Consequently we can express no opinion as to whether the actual results achieved will correspond to those shown in the Unaudited Financial
Information and the difference
    may be material.

    Opinion

    In our opinion, the Unaudited Financial Information has been properly compiled on the basis stated and the basis of accounting used is
consistent with the accounting policies of the Group.

    Yours faithfully




    PricewaterhouseCoopers LLP
    Chartered Accountants


    The Directors
    Georgica PLC
    33 King Street
    London
    SW1Y 6RJ 
    21 October 2008


    Dear Directors

    We refer to the unaudited results of Tenpin Limited and its subsidiaries (the "Unaudited Financial Information") comprising of the
profit from the Tenpin operations representing earnings before interest, tax, depreciation, impairment, non recurring items and net movement
on provisions during the 52 weeks ended 28th September 2008.

    The Unaudited Financial Information and the basis on which it is prepared is set out in the announcement issued by the Company dated 21
October 2008 (the "Announcement").

    We have discussed the Unaudited Financial Information, together with the basis on which it is prepared, with the Company and with
PricewaterhouseCoopers LLP ("PwC").

    We have also considered the letter dated 21 October 2008 addressed to the Company and Cenkos Securities plc from PwC regarding the
compilation of the Unaudited Financial Information.
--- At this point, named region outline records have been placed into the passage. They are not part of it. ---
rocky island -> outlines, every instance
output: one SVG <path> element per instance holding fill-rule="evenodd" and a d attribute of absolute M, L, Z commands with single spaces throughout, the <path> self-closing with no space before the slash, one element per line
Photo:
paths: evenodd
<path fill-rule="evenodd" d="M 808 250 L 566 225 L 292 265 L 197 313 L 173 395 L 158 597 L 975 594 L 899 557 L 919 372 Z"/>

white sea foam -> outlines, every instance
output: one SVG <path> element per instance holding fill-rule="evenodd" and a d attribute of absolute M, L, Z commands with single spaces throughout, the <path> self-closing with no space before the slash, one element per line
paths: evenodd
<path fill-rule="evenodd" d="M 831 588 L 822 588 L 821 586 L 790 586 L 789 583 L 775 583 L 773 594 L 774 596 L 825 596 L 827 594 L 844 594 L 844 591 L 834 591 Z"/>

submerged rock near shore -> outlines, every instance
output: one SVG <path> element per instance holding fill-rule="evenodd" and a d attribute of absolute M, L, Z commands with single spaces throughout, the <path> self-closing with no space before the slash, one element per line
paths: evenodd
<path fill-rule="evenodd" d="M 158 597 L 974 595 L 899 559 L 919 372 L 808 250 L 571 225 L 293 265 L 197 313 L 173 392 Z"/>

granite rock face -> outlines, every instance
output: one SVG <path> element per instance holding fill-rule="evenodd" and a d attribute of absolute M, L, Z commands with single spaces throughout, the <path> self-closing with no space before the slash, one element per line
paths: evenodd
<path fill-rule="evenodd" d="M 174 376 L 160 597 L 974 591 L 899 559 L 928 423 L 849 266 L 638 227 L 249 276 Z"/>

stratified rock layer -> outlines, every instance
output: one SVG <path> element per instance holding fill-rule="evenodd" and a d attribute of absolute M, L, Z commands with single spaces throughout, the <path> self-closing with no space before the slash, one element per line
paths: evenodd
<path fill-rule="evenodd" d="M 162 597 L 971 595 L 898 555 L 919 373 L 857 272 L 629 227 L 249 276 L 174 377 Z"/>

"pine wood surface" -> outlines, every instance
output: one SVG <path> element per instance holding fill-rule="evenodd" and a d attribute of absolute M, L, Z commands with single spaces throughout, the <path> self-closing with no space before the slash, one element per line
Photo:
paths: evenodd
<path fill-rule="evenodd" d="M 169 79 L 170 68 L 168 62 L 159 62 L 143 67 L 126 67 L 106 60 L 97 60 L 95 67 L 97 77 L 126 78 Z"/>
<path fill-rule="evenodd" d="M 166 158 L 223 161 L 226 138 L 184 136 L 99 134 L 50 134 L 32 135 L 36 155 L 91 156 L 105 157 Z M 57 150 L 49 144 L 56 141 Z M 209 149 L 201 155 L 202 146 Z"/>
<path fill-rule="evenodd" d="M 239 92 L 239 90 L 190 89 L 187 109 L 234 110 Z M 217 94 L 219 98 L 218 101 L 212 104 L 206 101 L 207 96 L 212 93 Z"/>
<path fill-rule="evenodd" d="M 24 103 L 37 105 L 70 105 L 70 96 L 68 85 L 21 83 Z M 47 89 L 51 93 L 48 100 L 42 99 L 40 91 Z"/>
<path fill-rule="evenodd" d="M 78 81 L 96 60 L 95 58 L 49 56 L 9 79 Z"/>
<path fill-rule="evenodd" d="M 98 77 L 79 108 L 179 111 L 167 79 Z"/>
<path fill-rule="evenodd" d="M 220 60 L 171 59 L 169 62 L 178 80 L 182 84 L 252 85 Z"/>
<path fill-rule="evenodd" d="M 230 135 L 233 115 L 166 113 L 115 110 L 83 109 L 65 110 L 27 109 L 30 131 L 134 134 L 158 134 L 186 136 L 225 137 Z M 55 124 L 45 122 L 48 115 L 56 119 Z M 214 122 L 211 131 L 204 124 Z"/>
    This letter is provided in compliance with Rule 28.3(b) of The City Code on Takeovers and Mergers and may be included in the
Announcement solely for the purposes of that Rule.

    On the basis of the foregoing, we consider that the Unaudited Financial Information, for which the directors of the Company are solely
responsible, has been made with due care and consideration and after due and careful enquiry by the Company.

    Yours faithfully,


    Cenkos Securities plc

    Consent 
    PricewaterhouseCoopers LLP and Cenkos Securities plc have given and have not withdrawn their written consent to the issue of this
announcement with the inclusion therein of their letters concerning the Unaudited Financial Information of the bowling operations of
Georgica plc in the form and context in which they appear.